Re: update on only/or later etc.


Philippe Ombredanne
 

David:
You are bringing good points. Here are my counter points:

On Fri, Nov 24, 2017 at 5:15 PM, Wheeler, David A <dwheeler@...> wrote:
Philippe Ombredanne:
I think there is no contention there at all.
Respectfully: There *IS* contention. I'm contending.

A summary (e.g. a license expression) cannot ever capture all the nuances
of the details.... This is a lossy "compression" by construction...
Sure, but all summaries, and all models, omit something. Indeed,
a SPDX license file *also* cannot capture all the nuances.

The correct question is, "is this model adequate for its uses?"
In most cases people want to know, "is this package legal to use?".
You are making assumption about what the common use case might be. To
me the common use case is more simply: what's the license?

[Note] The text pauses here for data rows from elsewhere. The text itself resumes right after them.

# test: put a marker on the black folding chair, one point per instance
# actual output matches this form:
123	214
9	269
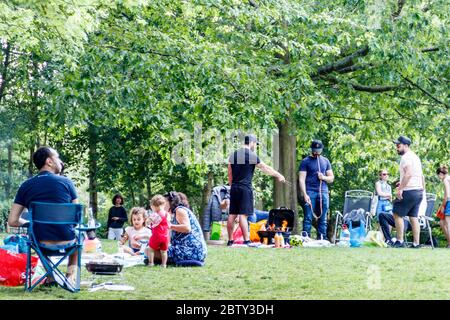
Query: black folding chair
54	215
354	200
424	220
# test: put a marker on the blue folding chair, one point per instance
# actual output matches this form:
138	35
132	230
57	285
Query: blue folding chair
52	215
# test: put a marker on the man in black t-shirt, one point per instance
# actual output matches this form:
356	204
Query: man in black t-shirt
117	216
241	166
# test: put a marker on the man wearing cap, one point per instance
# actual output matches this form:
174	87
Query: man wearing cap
409	192
314	175
241	166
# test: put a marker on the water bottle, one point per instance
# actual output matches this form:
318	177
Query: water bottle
344	238
98	247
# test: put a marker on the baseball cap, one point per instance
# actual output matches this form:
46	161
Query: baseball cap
316	146
251	138
403	140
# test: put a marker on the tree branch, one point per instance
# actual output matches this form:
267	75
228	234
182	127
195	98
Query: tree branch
426	92
432	49
341	64
140	51
360	87
373	89
5	70
400	4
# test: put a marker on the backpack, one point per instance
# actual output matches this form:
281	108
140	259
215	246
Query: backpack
355	216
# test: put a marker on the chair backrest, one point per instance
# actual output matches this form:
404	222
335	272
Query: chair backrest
431	200
357	199
56	213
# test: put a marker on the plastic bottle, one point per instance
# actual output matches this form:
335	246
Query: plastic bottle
278	242
98	247
344	238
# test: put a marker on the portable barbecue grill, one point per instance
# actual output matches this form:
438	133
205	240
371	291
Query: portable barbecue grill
275	224
104	268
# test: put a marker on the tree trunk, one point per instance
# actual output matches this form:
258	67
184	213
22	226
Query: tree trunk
30	161
285	195
207	188
133	201
4	74
93	195
148	183
9	178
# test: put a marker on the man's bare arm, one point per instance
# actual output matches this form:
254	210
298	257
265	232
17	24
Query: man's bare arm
270	171
14	219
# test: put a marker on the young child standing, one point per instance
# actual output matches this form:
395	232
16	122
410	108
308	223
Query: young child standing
137	233
159	223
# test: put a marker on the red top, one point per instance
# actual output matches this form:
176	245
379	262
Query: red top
161	228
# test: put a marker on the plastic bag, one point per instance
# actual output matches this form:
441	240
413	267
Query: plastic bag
13	267
19	240
357	235
254	228
238	237
216	229
374	239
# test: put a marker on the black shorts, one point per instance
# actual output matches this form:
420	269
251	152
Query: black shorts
409	205
241	200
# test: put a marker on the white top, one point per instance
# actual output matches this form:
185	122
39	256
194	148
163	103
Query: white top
412	160
131	232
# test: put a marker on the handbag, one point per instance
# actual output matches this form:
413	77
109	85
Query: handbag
440	213
387	207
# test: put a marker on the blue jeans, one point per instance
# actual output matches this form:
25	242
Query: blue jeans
308	214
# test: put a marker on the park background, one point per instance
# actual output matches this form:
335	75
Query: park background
111	84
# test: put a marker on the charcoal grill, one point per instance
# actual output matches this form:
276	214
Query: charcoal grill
276	218
104	268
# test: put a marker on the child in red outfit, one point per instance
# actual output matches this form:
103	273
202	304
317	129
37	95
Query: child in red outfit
159	223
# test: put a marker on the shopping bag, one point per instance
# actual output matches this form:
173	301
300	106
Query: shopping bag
216	229
13	268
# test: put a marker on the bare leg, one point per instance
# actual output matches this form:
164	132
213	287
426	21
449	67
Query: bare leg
163	258
244	226
399	227
446	224
151	257
230	226
416	230
72	267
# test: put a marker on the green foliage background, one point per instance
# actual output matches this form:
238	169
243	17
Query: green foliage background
118	78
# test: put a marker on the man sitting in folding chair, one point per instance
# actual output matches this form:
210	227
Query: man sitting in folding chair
47	186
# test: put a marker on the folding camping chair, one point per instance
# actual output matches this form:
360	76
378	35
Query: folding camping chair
424	220
54	214
354	200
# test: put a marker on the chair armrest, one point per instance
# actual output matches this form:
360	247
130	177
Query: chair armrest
87	229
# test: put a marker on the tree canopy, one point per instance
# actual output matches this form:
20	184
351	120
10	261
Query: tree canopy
111	84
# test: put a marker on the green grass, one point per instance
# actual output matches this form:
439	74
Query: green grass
297	273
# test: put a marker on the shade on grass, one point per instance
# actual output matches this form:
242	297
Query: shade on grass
297	273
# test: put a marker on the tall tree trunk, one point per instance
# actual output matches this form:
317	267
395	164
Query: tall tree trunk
148	184
4	74
286	194
93	196
207	188
8	185
133	201
30	160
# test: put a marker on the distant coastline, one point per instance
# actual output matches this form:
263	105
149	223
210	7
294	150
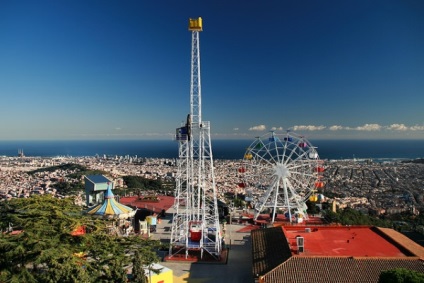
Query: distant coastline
379	150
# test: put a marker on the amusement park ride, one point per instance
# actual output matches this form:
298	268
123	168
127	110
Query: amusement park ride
285	171
195	225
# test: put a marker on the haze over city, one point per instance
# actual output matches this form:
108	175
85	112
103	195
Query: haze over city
121	69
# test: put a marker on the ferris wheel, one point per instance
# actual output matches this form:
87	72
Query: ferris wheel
283	170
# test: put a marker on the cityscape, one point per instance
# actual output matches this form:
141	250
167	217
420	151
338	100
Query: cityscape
280	71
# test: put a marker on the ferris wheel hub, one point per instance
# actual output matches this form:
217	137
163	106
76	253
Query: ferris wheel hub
281	171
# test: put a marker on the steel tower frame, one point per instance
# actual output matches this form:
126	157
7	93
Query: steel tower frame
195	224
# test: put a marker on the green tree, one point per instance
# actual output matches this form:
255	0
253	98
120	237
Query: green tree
401	275
45	250
138	269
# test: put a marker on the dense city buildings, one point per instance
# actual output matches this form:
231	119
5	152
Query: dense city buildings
376	188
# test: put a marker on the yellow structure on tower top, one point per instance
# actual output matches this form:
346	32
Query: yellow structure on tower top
195	24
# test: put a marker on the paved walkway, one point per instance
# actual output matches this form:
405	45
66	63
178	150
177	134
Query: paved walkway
237	269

Whether this is "legal" or not is something you or your legal adviser
can decide based on this.
And practically, "legal" is more often than not a policy choice
instead, whether you are a FLOSS project author or a consumer of FLOSS
code.

To answer that question, "it's at least GPL-2.0, and might be more"
s important information, and I think it's information that the SPDX
license expression should include.
Is this really important to know this fact in the general case? In my
own experience the cases where I need hyper precision on GPL-2.0 vs
GPL-2.0+ are rather limited:
1. I am combining GPL 2 and GPL 3 code
2. OR I want to use a GPL 3 for GPL 2-licensed code

These cases are extremely rare for consumers of FLOSS code based on my
reasonably wide and many of experience in this space... So rare in
fact that they account for a handful across thousand+ products and
billions of LOC. So rare that I cannot recall of any OTH.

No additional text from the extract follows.